A View from the Bridge
Written by: Arthur Miller
Directed by: Ivo van Hove
Production website 💉💉💉 out of 5.
So much to love about this production and so much to be totally annoyed with! I found the idea of taking this quintessential piece of American realism with its walls, floors, furnitures, carpets, doilies and hokie Italian artwork and stripping it down to nothing was really exciting. Gone were all the trappings of the set. Replacing the set was a stark bright white floor looking hard, unforgiving and anesthetic. A ring of black benches circled the square and a simple doorway was placed upstage center. Captivating in the very first minute! As the “boxed curtain” rose around the white square we witness two men, Eddie Carbone (an amazing, haunting Mark Strong) and his co-worker taking a shower under a massive steaming running shower. The masculinity and working class grit was there at the beginning.
Throughout the production I was struck by the beautiful staging by Ivo van Hove. It was if I was watching a masterclass in direction where only body positions, angles and corners, proximity and distance, and flow were telling the story without the need for even a single word to be spoken. Every position of the white square was being used beautifully! It made me instantly want to raise my game as a director – – would that all plays make total sense on a blank white square before getting shuffled off to the realistic trappings of story telling.

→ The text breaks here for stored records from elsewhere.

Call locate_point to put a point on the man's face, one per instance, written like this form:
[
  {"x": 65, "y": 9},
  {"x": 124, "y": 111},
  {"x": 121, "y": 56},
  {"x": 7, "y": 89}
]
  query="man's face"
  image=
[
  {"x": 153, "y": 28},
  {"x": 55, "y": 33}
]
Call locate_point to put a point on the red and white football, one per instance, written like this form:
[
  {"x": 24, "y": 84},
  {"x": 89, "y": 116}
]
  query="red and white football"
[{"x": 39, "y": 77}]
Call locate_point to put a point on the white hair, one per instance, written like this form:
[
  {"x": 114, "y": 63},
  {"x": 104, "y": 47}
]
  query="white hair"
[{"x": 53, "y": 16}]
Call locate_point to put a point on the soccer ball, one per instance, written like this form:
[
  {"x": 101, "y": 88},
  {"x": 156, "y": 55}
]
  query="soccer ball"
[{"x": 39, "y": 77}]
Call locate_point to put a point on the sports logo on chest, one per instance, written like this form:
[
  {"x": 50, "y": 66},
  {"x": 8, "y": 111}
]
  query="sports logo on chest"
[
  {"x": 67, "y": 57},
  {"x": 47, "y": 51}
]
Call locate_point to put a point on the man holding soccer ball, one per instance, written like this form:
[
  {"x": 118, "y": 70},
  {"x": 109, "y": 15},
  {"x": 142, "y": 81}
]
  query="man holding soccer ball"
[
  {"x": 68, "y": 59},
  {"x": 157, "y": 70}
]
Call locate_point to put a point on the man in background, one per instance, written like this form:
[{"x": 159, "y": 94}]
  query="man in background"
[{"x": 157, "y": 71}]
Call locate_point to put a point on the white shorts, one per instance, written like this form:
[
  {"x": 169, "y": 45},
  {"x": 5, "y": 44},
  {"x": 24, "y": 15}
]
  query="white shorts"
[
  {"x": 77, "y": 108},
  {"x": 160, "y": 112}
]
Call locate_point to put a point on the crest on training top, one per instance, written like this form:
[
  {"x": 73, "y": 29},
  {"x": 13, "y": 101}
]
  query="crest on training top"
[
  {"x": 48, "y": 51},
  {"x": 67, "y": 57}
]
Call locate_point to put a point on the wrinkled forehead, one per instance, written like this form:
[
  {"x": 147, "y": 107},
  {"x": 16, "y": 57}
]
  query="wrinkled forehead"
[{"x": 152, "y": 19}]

The other most beautiful element of this production was the way that it presented the brutal expected parts of the story in totally surprising primitive ways. The one that sticks out most to me is the ultimate showdown between the two foils when you see these two strapping, rough men look at each other with rage and you can just feel that the fists are going to come up and we are going to be off and running with a bout of stage pugilism – – but what happened next took my breath away. As the two men approached each other with blood in their eyes, with full exception of black eyes at best – the two men locked lips and had the most brutal, primitive, anamilstic kiss that you can image. It hurt MORE then if the two men had simply thrown blows at each other – totally unexpected, totally upsetting and unnerving and totally right for the moment. BIG artistic risks from the director with a BIG payoff!
The other example of “oppositional staging” was the end of the show when the family essentially explodes as the ultimate predictable deal between the patriarch and the man he betrayed plays out in the expected murder. As the family gathered in the living room (white square) and the murderer entered – one expected the normal fight to the death – but what you saw on stage was a family (good guys and bad guys) all together hugging each other tightly into a ball in the center of the stage. This family was not exploding it was imploding the aftermath was even more devastating. Brilliant, unexpected, unconventional staging!
And now the part I hated. Every single moment on stage was accompanied by rather ominous movie-like scoring. The music rose each and every moment of the piece. I felt as though the director did not trust his MOST capable actors into creating the mood and rather imposed it with the heavy handed music he played. Then it got worse – as the play was reaching it conclusion and tension was reaching its climax the water dripping started. The loud repetitive amplification of water dripping popped in and out of every blessed pause. Once or twice it would have been effects, perhaps, but used this often it became the genuine water torture. (I now understand how simply dripping water can get any spy to confess.) Why the dripping sound? Why the full orchestration under the play? Why the over-the-top recorded Italian opera at the end? You stripped the setting of all its extraneous nonsense – couldn’t you have done the same thing with the sound. White square – brilliant directing – gritty acting – and no sound effects. How sweet it might have been done! And for anyone who has actually seen the show – didn’t it make you want to reconsider the next shower you take? – don’t want to say more – buy your ticket and bring your ear plugs.